My Move to Mac
As I've tweeted recently, I sold out earlier this month and bought a Mac. A Macbook Air to be specific.
So why abandon all my years and years of Linux use? Because Apple seems to be the only company making laptops worth buying. I think this is evidenced by the second-hand Macbook market, which is doing quite well. It's not uncommon to see 2009 model Macbooks being sold with relative ease. The same can't be said about hardware from other manufacturers; most will leave their users in the dust as soon as they release the next model.
People have this idea that Apple hardware is overpriced, but that's not true. Yes, it's expensive compared to the throwaway $500 laptops that line the shelves of all the electronic stores, but Apple's hardware is on another level. What's more, it holds its value, so 2-3 years down the road when you're ready to upgrade, that hardware is still worth something. I've got a few old laptops kicking around here that'll tell you that's not true of other companies' hardware.
It wasn't always this way, mind you, but it definitely is today. Even spending the same, or more, on a laptop from another company doesn't give you the same level of quality.

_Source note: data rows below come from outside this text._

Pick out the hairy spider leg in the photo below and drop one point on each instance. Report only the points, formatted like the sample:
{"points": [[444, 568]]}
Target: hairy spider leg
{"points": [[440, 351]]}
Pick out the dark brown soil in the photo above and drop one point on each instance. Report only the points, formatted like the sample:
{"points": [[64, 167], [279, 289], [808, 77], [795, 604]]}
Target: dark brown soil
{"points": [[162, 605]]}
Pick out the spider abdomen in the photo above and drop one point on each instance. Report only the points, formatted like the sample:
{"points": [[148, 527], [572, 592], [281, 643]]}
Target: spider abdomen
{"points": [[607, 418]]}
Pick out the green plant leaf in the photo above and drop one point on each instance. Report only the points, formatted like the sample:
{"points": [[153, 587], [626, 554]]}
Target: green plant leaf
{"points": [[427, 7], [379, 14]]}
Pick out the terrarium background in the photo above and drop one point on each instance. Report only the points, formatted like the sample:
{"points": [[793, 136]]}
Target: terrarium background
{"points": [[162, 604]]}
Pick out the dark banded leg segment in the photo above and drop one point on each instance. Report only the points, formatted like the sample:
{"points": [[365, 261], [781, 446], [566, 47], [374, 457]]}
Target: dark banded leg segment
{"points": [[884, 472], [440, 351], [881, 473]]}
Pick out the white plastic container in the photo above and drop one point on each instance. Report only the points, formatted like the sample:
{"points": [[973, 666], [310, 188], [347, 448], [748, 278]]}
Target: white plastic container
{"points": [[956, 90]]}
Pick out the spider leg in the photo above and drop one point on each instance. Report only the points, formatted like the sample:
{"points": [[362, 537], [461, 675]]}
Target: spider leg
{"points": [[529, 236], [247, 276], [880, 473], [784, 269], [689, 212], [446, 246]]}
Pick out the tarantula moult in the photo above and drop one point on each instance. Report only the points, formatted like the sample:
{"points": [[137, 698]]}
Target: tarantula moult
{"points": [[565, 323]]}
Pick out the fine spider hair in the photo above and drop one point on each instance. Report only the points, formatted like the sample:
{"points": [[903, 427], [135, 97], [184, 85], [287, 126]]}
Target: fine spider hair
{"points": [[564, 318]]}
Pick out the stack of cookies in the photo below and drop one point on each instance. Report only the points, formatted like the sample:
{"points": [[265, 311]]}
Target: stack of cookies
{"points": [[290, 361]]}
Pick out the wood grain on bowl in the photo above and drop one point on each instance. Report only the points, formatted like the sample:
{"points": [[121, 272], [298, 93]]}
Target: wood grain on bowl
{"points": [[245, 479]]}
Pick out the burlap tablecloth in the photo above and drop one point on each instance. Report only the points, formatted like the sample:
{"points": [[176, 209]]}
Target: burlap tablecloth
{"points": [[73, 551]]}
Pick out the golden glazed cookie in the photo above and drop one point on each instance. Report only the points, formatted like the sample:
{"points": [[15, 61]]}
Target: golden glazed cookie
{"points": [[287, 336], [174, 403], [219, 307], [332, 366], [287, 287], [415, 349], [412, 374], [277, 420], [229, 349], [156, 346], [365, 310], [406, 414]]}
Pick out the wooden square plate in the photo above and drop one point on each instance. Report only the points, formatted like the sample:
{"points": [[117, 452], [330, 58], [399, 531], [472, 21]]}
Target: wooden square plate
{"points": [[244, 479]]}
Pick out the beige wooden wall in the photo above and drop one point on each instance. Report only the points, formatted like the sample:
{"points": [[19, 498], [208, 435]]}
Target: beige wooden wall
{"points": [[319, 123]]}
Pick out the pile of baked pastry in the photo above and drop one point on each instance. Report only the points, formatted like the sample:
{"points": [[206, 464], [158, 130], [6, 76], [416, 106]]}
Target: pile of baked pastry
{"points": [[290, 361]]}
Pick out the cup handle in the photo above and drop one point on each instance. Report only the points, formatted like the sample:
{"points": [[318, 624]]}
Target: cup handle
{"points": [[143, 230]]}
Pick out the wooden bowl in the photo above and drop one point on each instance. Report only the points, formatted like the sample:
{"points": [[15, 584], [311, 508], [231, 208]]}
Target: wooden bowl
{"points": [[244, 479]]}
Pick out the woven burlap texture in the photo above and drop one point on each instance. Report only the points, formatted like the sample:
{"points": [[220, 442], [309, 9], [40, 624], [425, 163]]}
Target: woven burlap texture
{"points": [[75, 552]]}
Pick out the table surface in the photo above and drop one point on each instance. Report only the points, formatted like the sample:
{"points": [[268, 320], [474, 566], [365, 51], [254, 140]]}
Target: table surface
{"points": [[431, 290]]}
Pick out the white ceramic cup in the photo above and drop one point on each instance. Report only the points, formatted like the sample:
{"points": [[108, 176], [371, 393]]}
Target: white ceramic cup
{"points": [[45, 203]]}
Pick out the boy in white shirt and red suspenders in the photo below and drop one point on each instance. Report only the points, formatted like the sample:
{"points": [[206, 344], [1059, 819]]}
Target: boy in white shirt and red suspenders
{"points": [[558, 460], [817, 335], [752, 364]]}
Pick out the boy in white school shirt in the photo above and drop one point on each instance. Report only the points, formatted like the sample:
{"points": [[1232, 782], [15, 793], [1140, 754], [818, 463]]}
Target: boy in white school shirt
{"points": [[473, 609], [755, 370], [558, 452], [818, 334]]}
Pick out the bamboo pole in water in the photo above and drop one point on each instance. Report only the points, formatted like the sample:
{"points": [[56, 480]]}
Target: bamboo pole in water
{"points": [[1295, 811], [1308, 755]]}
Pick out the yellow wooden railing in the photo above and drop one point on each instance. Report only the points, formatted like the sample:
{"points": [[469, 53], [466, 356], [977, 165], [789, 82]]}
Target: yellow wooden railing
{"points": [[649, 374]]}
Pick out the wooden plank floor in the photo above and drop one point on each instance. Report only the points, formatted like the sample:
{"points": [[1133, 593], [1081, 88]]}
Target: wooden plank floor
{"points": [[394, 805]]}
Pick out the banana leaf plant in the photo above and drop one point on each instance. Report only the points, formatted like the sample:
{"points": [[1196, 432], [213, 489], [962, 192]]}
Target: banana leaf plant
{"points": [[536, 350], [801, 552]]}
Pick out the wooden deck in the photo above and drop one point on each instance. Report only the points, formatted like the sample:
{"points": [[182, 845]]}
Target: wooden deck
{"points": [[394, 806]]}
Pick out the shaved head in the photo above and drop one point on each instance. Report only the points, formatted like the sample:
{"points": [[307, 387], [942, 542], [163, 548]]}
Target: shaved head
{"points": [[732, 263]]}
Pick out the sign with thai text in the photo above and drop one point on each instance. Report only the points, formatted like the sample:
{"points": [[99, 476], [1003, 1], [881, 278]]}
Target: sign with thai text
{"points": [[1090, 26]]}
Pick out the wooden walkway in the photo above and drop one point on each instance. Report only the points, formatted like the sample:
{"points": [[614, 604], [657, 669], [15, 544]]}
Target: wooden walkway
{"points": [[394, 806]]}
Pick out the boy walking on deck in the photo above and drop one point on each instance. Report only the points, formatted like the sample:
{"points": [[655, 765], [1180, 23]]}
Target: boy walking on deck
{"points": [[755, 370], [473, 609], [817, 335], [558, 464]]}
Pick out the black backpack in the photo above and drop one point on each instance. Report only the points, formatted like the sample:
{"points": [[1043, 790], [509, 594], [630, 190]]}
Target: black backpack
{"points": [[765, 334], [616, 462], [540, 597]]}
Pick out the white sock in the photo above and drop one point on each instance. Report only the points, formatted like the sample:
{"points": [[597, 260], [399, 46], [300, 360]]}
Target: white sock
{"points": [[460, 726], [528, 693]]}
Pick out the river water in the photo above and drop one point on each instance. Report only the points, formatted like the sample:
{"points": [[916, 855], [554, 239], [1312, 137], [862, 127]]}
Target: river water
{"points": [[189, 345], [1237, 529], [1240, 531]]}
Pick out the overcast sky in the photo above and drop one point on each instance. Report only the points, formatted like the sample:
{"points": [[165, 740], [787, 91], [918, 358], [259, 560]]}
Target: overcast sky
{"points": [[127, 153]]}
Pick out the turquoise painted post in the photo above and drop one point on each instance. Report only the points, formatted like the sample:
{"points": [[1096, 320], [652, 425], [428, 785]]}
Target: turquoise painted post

Take, for example, my Samsung X360, a really nice laptop when it was released in 2008, but it's almost always had problems. I had to send it in within 6 months of getting it to have the fan replaced. Of course, the part they replaced it with was the same defective one it shipped with, so it's always been something of a lingering issue, and nobody sells a replacement. In the last year, it started locking up on me when it was running on battery, not because the battery was low, but because of some other hardware issue. This basically means I have to plug it in all the time, which isn't exactly convenient when working at coffee shops and the like. This is a laptop that sold for a staggering $1,800 at launch, and I bought mine when it hit $750 with rebate a year later. It's a nice machine, but it's not sexy, it's always felt like a toy, and as I said, it's always had problems.
More recently, a friend of mine bought a brand new Ultrabook from Asus. If memory serves, it ran him about $1,200 roughly a year ago. When it was released, the touchpad didn't work reliably. Think about that, a high end laptop with a malfunctioning touchpad! They updated the drivers a couple weeks after launch, but he still has a lot of issues with the thing picking up his hand while he types and usually travels with a wireless mouse so he doesn't have to deal with it. For that kind of money, that's just unacceptable!
On the flip side, a brand new 13" Macbook Air will set you back $1,300, and what you get is a machine that works the way you'd expect from day one. Close the lid and it goes in to standby (where it'll stay for up to 30 days). Open the lid and it pops right back to life and you're ready to go again.
And the battery life! I never even take the charger with me when I leave the house now. In fact, I've used my laptop for 2 days without charging it. Every time my brain says "uh oh, better check that battery level," I always have at least 3 hours of battery left. It's unreal!
And that's saying nothing about how awesome the touchpad on this thing is and how fluid all the multi-touch gestures work in OSX. I've always expected that I'd buy a Mac some day, wipe it, and load Linux on it. But then I got introduced to the gestures and I just can't give them up. It's really, really amazing. So amazing, in fact, that I've "hackintoshed" my Desktop too and bought a Magic Trackpad for it.
The one thing that irks me a bit is the keyboard and the way OSX handles page up/down and home/end without those buttons, and the hotkeys are a little inconsistent throughout applications. I find vim to be near unusable personally, but I've fully committed to Sublime Text now (totally worth the $59) an I'm good to go.
So am I done with Linux, forever destined to live in my proprietary Unixy world of OSX? Hardly! But for day to day computing use, OSX is a brilliant OS. And Apple's laptops are truly top of the line. I really disliked using Windows before when I was entrenched in the world of Linux, but now, it's painful to even look at, let alone try to get anything done with it.
UPDATE: Over a year later and this machine is my primary. I hardly ever touch my Desktop anymore, it usually just sits in Standby. And unlike laptops in my past, I continue to have no problems with this one after near daily use.